Law, ﬁnance, and the ﬁrst corporations
The English East India Company (EIC) and the Dutch East India Company (VOC) were incorporated by state charters two years apart, in 1600 and 1602 respectively. They were involved in similar business activities, oceanic trade in high value goods between Europe and Asia, via the Cape Route. They were both organized as joint stock corporations, with huge capital and hundreds of shareholders. In fact they were by an order of magnitude the largest business corporations of their era. The formation of the companies was situated in a crucial junction in the history of business organizations and stock markets. Yet, while the formation of the VOC led to the appearance of a secondary market in shares in the Dutch Republic, in England a share market emerged only a century after the organization of the EIC. The present chapter focuses on a main organizational challenge faced by the
two companies, the facilitation of long-term impersonal cooperation between active entrepreneurs and passive investors.
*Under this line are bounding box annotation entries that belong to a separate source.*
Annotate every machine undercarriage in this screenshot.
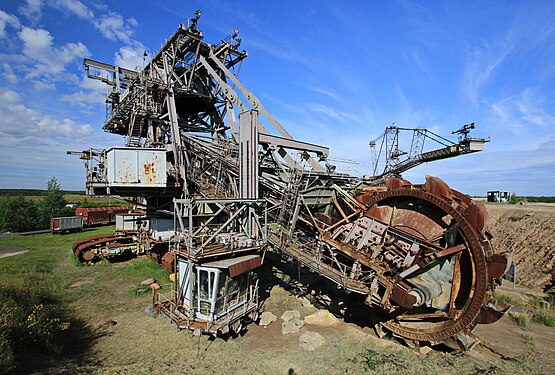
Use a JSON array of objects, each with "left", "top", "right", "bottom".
[{"left": 73, "top": 14, "right": 510, "bottom": 348}]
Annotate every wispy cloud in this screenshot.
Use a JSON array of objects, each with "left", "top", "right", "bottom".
[{"left": 461, "top": 29, "right": 518, "bottom": 104}]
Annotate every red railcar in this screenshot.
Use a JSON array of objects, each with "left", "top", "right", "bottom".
[{"left": 75, "top": 206, "right": 131, "bottom": 227}]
It will study the manners by which legal and political environmental factors were translated into the detailed ﬁnancial and governance structure of each of the two companies. It will explain the distinct English and Dutch paths to the creation of share markets through these environmental and organizational diﬀerences. My approach and case study will be encountered with three inﬂuential,
theoretically oriented approaches to the relationship between law and institutions and the development of the stock market. The approaches are those of Schleifer and his collaborators (hereafter LLSV) that emphasize the eﬀect of legal origins on investor protection, of North and Weingast that view the ability of the state to convey credible commitments as a key to the development of stock markets, and of Rajan and Zingales that focus on market infrastructure and on the power of social and interest groups. The purpose of this encounter is twofold; ﬁrst, to enrich our understanding of the reasons for the historical divergence between the two countries; and second, to analyze these leading theories in light of the empirical ﬁndings of our pivotal case study. The chapter will ﬁrst communicate with the three above mentioned
approaches in order to extract from them direct arguments and implicit
predictions with respect to the historical case that I am studying. It will next survey the development of government-bond markets in the Netherlands and England. It will then analyze the raising of capital by the EIC and VOC in the primary market, after that explain the emergence of a secondary market in company shares in the Dutch Republic and the absence of such a market in England for another century, and ﬁnally conclude from the history, theory and policy viewpoints.